To which greek mythological character is faustus compared in the prologue?

To which greek mythological character is faustus compared in the prologue?
Posted on 08-07-2023

To which greek mythological character is faustus compared in the prologue?

In the prologue of Christopher Marlowe's play "Doctor Faustus," the eponymous protagonist is compared to several mythological and historical figures. However, one character with whom Faustus is often associated in the prologue is Icarus, the famous figure from Greek mythology. This comparison serves to highlight the hubris and ambition of Faustus, paralleling the tragic fate of Icarus who defied the gods and paid a heavy price for his audacity.

To delve into this comparison, we must first examine the character of Faustus and his aspirations. Doctor Faustus is a highly intelligent and ambitious scholar who seeks to gain unlimited power and knowledge through the practice of black magic. Dissatisfied with the limitations of human knowledge, Faustus yearns for a deeper understanding of the universe and craves the ability to transcend his mortal limitations. This insatiable desire for knowledge and power is what leads him to dabble in necromancy and eventually sell his soul to Lucifer in exchange for twenty-four years of unlimited power.

The myth of Icarus, on the other hand, tells the story of a young man who, along with his father Daedalus, attempts to escape from the island of Crete by fashioning wings made of feathers and wax. Icarus, overcome by the thrill of flying, ignores his father's warning not to fly too close to the sun.
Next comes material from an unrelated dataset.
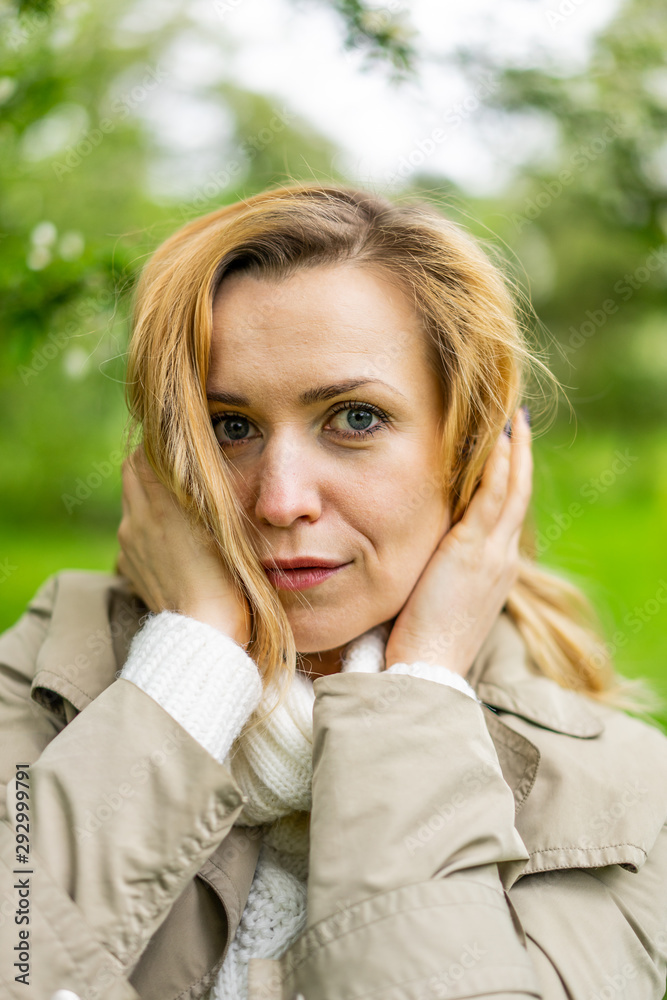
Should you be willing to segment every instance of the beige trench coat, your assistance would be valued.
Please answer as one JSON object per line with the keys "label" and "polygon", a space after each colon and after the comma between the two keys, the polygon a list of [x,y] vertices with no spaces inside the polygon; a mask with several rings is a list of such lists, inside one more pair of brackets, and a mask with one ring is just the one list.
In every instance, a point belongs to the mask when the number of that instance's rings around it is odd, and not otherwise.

As a result, the heat of the sun melts the wax holding his wings together, causing Icarus to fall into the sea and drown. The myth of Icarus is often interpreted as a cautionary tale against excessive ambition and hubris, warning against the dangers of defying the natural order and challenging the gods.

In the prologue of "Doctor Faustus," the Chorus introduces Faustus's story and draws parallels between him and the mythical figure of Icarus. The Chorus describes Faustus as a man who is "swollen with cunning, of a self-conceit" (l.20), highlighting his inflated sense of self-importance and his belief that he can outsmart the forces of nature and the divine. This mirrors Icarus's hubris, as both characters believe they can surpass the boundaries set by the gods and achieve greatness beyond the reach of mortal beings.

The Chorus further emphasizes this comparison by stating, "Till, swollen with cunning, of a self-conceit, / His waxen wings did mount above his reach" (ll.20-21). Here, the Chorus alludes to the image of Icarus's waxen wings, suggesting that Faustus's aspirations and ambitions will ultimately lead to his downfall, just as Icarus's flight ended in tragedy. The mention of "waxen wings" serves as a metaphor for Faustus's own metaphorical wings, his ambitions and desires, which will prove to be fragile and susceptible to destruction.

Additionally, the Chorus warns the audience of the dire consequences that await Faustus, stating, "For falling to a devilish exercise / And glutted now with learning's golden gifts, / He surfeits upon cursed necromancy" (ll.27-29). This warning echoes the fate of Icarus, who, driven by his own desires, deviated from his father's guidance and fell into the sea. Similarly, Faustus's insatiable thirst for knowledge and power drives him to engage in demonic practices that will ultimately lead to his damnation.

Furthermore, the Chorus suggests that Faustus's actions are blasphemous, comparing him to the biblical character of Adam, who was tempted by the serpent and fell from grace. The Chorus states, "Till, like a scurvy politician, / Seeming devout, but inwardly to die" (ll.31-32), highlighting Faustus's hypocrisy and his ultimate fate of damnation. This comparison aligns with the consequences faced by Icarus, as both characters are punished for their audacity and defiance of divine authority.

In conclusion, the prologue of "Doctor Faustus" draws a parallel between the ambitious protagonist and the mythological character of Icarus. Through this comparison, Marlowe emphasizes the themes of hubris and excessive ambition, warning against the dangers of defying the natural order and challenging the gods. Like Icarus, Faustus's aspirations and desires prove to be his downfall, leading him to damnation. By invoking the myth of Icarus, Marlowe foreshadows the tragic fate that awaits Faustus, setting the stage for the moral and philosophical exploration of the play.